I owe a particular debt of gratitude to the English-language translators. Not only because that task is exceptionally difficult, particularly when one needs to translate the 19th century formulations used by the majority of this book’s protagonists. That task also requires joint work during which I became friends with all of the translators. Aleksandar Bošković is truly a friend from “way back”, a pal from school, and I am grateful to him for translating a large number of my texts. I have enjoyed continual collaboration during recent years with Ivica Pavlović who has borne and endured everything heroically. Two of the texts were translated by members of the “Belgrade English” community – Esther G. Polenezer and John White. Thanks to them for being here, with us, and for, with such skill and passion, helping what we have to say reach an international readership.
This book arrives at least two years late in relation to the initial agreement with Peščanik, and I take this opportunity to offer my apologies again to Svetlana Lukić and Svetlana Vuković and thank them for their patience. However, it seems to me that, in this way, it has turned out quite well and that, sometimes, anything that one does not have to do today can indeed be left until tomorrow. I am not saying this to justify myself, for justification there is none. I say this because things on the global political scene have changed significantly since the time we began to discuss “The Book”. Arguments which we have been able to hear during the Brexit campaign and Trump’s election campaign, from Trump now that he’s in power, the Catalonia crisis… all these are events which have made newly urgent a re-examination of populism and its devastating consequences.

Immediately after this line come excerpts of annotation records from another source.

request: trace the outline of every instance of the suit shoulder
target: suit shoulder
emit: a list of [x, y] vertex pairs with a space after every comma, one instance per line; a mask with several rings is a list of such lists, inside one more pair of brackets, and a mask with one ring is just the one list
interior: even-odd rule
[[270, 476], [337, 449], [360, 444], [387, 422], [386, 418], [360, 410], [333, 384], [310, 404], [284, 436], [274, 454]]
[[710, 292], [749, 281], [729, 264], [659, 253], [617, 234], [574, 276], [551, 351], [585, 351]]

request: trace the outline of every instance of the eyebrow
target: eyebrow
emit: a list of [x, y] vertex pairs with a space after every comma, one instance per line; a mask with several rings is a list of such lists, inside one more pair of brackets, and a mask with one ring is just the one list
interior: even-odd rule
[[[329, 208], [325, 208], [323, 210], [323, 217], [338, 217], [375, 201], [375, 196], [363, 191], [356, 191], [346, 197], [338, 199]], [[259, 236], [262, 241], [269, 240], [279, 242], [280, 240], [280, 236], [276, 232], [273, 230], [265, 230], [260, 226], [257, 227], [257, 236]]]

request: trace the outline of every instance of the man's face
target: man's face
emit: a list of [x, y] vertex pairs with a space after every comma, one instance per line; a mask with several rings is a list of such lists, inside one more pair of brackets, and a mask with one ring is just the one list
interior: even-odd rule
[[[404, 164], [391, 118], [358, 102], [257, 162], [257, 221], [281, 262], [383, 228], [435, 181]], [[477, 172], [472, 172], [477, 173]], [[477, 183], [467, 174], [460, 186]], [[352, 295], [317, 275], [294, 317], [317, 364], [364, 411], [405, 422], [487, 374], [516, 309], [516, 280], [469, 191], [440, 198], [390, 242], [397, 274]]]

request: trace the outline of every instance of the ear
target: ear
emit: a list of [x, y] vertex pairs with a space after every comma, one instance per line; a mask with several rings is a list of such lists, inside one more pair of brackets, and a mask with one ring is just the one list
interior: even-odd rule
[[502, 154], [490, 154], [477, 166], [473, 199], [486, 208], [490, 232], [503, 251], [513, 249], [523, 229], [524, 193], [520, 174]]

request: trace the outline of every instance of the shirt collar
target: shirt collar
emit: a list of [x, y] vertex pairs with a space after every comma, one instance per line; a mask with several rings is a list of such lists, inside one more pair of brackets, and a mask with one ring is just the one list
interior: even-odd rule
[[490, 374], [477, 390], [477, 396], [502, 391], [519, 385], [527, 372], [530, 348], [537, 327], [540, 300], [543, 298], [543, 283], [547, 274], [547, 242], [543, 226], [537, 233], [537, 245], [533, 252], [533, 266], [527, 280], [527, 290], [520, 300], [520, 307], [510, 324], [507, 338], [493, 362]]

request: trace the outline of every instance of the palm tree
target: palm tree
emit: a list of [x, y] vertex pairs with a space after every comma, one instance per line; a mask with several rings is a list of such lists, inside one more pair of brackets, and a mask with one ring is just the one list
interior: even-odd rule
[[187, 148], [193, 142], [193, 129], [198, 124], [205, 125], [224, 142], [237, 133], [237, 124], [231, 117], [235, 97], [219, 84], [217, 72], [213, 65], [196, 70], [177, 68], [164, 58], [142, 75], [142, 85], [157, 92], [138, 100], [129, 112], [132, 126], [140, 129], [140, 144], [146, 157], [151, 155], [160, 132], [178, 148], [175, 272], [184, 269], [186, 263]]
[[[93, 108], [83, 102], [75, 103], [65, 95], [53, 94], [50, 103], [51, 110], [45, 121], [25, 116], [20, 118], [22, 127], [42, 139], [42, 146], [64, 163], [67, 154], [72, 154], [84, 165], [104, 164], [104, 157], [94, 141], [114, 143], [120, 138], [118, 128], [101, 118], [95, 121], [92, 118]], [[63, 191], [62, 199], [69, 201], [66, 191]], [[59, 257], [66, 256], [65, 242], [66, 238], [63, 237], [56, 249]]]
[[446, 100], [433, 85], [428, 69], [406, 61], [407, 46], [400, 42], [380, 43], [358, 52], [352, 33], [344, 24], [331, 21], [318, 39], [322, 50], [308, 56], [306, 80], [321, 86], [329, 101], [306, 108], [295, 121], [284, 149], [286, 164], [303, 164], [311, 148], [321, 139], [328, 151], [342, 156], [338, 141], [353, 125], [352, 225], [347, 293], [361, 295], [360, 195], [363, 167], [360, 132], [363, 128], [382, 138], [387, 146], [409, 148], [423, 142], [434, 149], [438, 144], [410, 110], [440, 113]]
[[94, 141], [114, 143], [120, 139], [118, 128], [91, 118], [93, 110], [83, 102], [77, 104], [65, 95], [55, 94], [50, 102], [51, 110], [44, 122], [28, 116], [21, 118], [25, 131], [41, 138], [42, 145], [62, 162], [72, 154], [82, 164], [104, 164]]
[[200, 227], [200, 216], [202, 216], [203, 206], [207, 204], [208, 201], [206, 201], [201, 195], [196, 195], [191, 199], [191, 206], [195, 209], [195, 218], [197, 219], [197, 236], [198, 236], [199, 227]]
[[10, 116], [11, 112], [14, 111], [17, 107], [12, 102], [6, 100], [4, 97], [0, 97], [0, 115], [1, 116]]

To us in Serbia, all these stories are too well-known – we have heard them so many times. They were first analysed by Nebojša Popov in his superb study Srpski populizam. Od marginalne do dominante pojave / Serbian populism. From a marginal phenomenon to a dominant one, which was published in the weekly magazine Vreme just when it needed to be – in 1993. The problem is that we can now follow these populist politics in the world’s most developed countries, the most urbane, the most literate, those with the biggest percentage of highly-educated people, founded on democratic traditions, enjoying the highest per capita income… According to sociological and political theory this neither could nor should have ever happened. Earlier, we Serbs were able to tell ourselves that everything which has happened to us was a result of our incurable backwardness, inability to modernize, refusal to change. But now, before our very eyes, Trump is destroying institutions and forcibly attempting to change laws; Catalonia is demolishing the Spanish Constitution and trying through a policy of fait-accompli to evade political struggle. Great Britain is “returning to itself”, whatever that may mean.
Thus this book, albeit belated, has arrived right on time. To present abroad the less well-known Serbian case and to deliver a warning – for it is not true that populism leads nowhere. It does lead somewhere. Right into catastrophe.